To properly examine the effects of technology in distilling and how it’s changing the game, we need to really go back in time to begin with.
Where was distilling first discovered? Always a hotly contested subject among whisky buffs, as some say that the first use of distillation occurred in China, Egypt, or perhaps Mesopotamia. This ‘distillate’ was then mostly to create balms, essences, and perfumes. The first recorded examples however for spirit was somewhere in the fourth century B.C. where Aristotle suggested the possibility of spirit distillation when he wrote: “Seawater can be made potable by distillation as well and wine and other liquids can be submitted to the same process.” He wasn’t wrong!
Civilisations in almost every part of the world developed some form of alcoholic beverage very early in their history. The Chinese were distilling a beverage from rice by 800 BC. There is sketchy evidence to support the Romans were doing so at the same time, but by 100AD they certainly were. Further, there’s writings and evidence that the French, Spanish and Portuguese were distilling wines then, limited until the 8th century after contact with the Arabs.

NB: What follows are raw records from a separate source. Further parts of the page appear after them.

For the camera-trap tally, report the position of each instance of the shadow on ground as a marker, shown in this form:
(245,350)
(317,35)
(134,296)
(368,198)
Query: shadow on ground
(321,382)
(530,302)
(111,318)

Over time, technology has constantly changed how distillate is made, improving on old methods to produce spirit, and refining the process, or in some cases, modifying it beyond belief. One of those major changes happened in the 11th century when Avicenna invented a coiled pipe which allowed the plant vapour and stream to cool down more effectively than previous distillers that used a straight cooling pipe. This kind of innovation changed spirit forever. That’s essentially a technological change in spirit development that has shaped it for centuries since.
Scrolling a bit further along in history, we can thank the Turks. Perhaps not for their invasions of Europe during the 14th and 15th centuries, but for what they left behind including once strongly-held secrets from their civilisation. Their development into the ‘al-ambiq’ or as we know it today as ‘alembic’ still, was one of those secrets that ended up in widespread use across Europe as a result. Two vessels connected by a tube and used to create an alchemical reaction via heat. What an innovation that we take for granted now!
That alembic still for quite some time still held the dream by alchemists that it would produce pure gold from the use, but instead ended up making lots of acqua vitae, or eau de vie, meaning ‘water of life’. Not originally made for enjoyment as we do today, but instead praised for their therapeutic qualities and even pharmaceutical ones with reports of distilled spirits offering a feeling of relaxation and well-being. I’d agree with that even today! It was then in 1526 Paracelsus used a water bath, or known then as a ’Balneum Mariae’, for the first time. It prevented the flask from cracking while heating up, and stabilised the liquid’s temperature. The vapour cooling system was also improved. You have to remember however that back in 1526 the spirit was being enjoyed across the world in different ways, but almost always straight from the still, likely always single-distilled, and at ‘still strength’ in most instances. The ‘accidental ageing’ that a wooden cask did to the spirit come the early-mid 1800’s from the spirit travelling around the world on a vessel was an innovation and relative technological marvel.
So scaling a period of nearly 2,000 years, we’ve seen some incredible developments in design, construction, and shaping how spirit tastes. But what about the last 50 years or so? Many writers and futurists will claim the rate of human progress and technological development is accelerating, and I’m inclined to agree. We’ve seen mass-scale of coopering and wood management, diversity of spirit increase at the same time as homogenisation, and in more recent years an explosion of new distilleries across the whole world producing the widest array of interesting spirit. Even in this very Outturn we have one release that is a proper ‘new world’ whisky distillery out of Wales that makes a single distilled spirit, and we also have a genuine historical timepiece out of distillery 24 that will transport even the most jaded sherried whisky fan to another decade. It’s like pitting a Delorean up against a Tesla… In other words, technology moves on, the rate likely increases, and we, as the whisky appreciators can take this journey with open palates with the Society, and continue tasting, sharing, discussing, and looking forward to the future.